The pedunculopontine nucleus: its role in the genesis of movement disorders.
10.3349/ymj.2000.41.2.167
- Author:
Myung Sik LEE
1
;
Juha O RINNE
;
C David MARSDEN
Author Information
1. Department of Neurology, Yongdong Severance Hospital, Yonsei University College of Medicine, Seoul, Korea. myungs56@yumc.yonsei.ac.kr
- Publication Type:Review
- Keywords:
Pedunculopontine nucleus;
idiopathic Parkinson's disease;
progressive supranuclear palsy
- MeSH:
Animal;
Basal Ganglia/cytology;
Human;
Mesencephalon/physiology*;
Mesencephalon/cytology;
Movement Disorders/etiology*;
Pons/physiology*;
Pons/cytology;
Thalamus/cytology
- From:Yonsei Medical Journal
2000;41(2):167-184
- CountryRepublic of Korea
- Language:English
-
Abstract:
The pedunculopontine nucleus (PPN) is located in the dorso-lateral part of the ponto-mesencephalic tegmentum. The PPN is composed of two groups of neurons: one containing acetylcholine, and the other containing non-cholinergic neurotransmitters (GABA, glutamate). The PPN is connected reciprocally with the limbic system, the basal ganglia nuclei (globus pallidus, substantia nigra, subthalamic nucleus), and the brainstem reticular formation.

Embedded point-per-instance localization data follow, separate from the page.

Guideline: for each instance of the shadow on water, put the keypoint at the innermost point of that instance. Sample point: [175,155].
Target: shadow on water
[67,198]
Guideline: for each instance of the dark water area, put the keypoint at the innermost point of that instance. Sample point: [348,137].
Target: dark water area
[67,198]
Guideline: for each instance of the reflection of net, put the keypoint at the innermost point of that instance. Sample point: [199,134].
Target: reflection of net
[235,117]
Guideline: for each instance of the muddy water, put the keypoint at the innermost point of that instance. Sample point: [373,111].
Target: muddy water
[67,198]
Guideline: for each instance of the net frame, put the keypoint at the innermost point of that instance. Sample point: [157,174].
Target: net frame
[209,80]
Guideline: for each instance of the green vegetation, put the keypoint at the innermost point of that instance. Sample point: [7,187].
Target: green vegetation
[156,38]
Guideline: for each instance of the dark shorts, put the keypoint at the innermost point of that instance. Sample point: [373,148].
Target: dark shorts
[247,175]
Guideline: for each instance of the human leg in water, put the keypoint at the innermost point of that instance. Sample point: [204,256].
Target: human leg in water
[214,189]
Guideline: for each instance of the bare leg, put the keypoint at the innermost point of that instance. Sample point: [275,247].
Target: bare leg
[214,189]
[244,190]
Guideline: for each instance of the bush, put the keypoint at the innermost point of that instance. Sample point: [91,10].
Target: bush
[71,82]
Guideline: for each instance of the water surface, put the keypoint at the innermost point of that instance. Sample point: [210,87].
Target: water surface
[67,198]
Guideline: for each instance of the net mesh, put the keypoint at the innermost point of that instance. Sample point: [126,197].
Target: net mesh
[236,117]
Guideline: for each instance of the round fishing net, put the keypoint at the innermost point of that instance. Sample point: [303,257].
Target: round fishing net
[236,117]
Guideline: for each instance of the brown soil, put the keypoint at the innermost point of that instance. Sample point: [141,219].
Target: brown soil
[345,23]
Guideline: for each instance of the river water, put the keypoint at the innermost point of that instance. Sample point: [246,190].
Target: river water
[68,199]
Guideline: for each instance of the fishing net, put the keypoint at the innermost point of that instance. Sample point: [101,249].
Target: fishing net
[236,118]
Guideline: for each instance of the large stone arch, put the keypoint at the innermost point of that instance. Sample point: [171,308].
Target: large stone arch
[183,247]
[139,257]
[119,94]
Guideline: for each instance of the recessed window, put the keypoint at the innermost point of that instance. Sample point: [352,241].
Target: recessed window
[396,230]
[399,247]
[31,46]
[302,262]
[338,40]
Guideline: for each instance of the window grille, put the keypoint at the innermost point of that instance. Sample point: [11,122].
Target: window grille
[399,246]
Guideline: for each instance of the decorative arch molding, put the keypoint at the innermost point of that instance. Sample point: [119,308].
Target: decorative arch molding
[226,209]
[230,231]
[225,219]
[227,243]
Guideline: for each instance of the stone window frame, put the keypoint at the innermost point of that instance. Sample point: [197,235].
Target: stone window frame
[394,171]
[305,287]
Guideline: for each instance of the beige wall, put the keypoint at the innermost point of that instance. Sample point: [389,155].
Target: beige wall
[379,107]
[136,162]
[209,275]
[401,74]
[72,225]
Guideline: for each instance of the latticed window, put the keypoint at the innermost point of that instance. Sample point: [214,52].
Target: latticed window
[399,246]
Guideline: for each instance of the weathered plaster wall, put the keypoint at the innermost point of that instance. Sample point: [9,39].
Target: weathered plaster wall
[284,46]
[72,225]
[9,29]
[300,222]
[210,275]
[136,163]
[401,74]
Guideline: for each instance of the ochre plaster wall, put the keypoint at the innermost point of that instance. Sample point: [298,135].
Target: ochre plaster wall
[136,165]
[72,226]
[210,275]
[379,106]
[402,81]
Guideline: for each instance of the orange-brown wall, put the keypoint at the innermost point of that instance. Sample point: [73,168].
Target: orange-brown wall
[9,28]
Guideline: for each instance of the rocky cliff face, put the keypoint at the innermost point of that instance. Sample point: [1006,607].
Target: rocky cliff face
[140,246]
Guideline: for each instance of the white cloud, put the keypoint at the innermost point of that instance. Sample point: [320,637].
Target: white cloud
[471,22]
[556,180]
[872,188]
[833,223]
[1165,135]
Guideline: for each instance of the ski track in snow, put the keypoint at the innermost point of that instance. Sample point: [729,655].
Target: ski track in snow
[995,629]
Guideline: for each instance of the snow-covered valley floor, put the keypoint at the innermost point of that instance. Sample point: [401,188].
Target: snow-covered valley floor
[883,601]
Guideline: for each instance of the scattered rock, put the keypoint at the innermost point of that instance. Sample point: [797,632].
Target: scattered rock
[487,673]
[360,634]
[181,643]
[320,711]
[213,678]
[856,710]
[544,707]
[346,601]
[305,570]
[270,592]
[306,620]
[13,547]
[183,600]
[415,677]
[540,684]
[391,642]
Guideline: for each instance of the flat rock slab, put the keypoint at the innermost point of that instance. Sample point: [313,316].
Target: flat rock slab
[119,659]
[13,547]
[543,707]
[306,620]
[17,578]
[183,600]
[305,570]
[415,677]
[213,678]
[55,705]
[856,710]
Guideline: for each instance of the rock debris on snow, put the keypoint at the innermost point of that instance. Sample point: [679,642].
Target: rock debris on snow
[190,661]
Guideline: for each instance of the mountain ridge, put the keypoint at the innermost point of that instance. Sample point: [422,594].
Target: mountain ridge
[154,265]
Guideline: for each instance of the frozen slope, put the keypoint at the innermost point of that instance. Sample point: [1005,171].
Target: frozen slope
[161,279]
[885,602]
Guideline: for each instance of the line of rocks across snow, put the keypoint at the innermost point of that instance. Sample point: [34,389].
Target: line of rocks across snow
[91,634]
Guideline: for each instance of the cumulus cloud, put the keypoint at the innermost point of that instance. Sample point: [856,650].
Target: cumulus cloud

The caudally directed corticolimbic-ventral striatal-ventral pallidal-PPN-pontomedullary reticular nuclei-spinal cord pathway seems to be involved in the initiation, acceleration, deceleration, and termination of locomotion. This pathway is under the control of the deep cerebellar and basal ganglia nuclei at the level of the PPN, particularly via potent inputs from the medial globus pallidus, substantia nigra pars reticulata and subthalamic nucleus. The PPN sends profuse ascending cholinergic efferent fibers to almost all the thalamic nuclei, to mediate phasic events in rapid-eye-movement sleep. Experimental evidence suggests that the PPN, along with other brain stem nuclei, is also involved in anti-nociception and startle reactions. In idiopathic Parkinson's disease (IPD) and parkinson plus syndrome, overactive pallidal and nigral inhibitory inputs to the PPN may cause sequential occurrences of PPN hypofunction, decreased excitatory PPN input to the substantia nigra, and aggravation of striatal dopamine deficiency. In addition, neuronal loss in the PPN itself may cause dopamine-r esistant parkinsonian deficits, including gait disorders, postural instability and sleep disturbances. In patients with IPD, such deficits may improve after posteroventral pallidotomy, but not after thalamotomy. One of the possible explanations for such differences is that dopamine-resistant parkinsonian deficits are mediated to the PPN by the descending pallido-PPN inhibitory fibers, which leave the pallido-thalamic pathways before they reach the thalamic targets.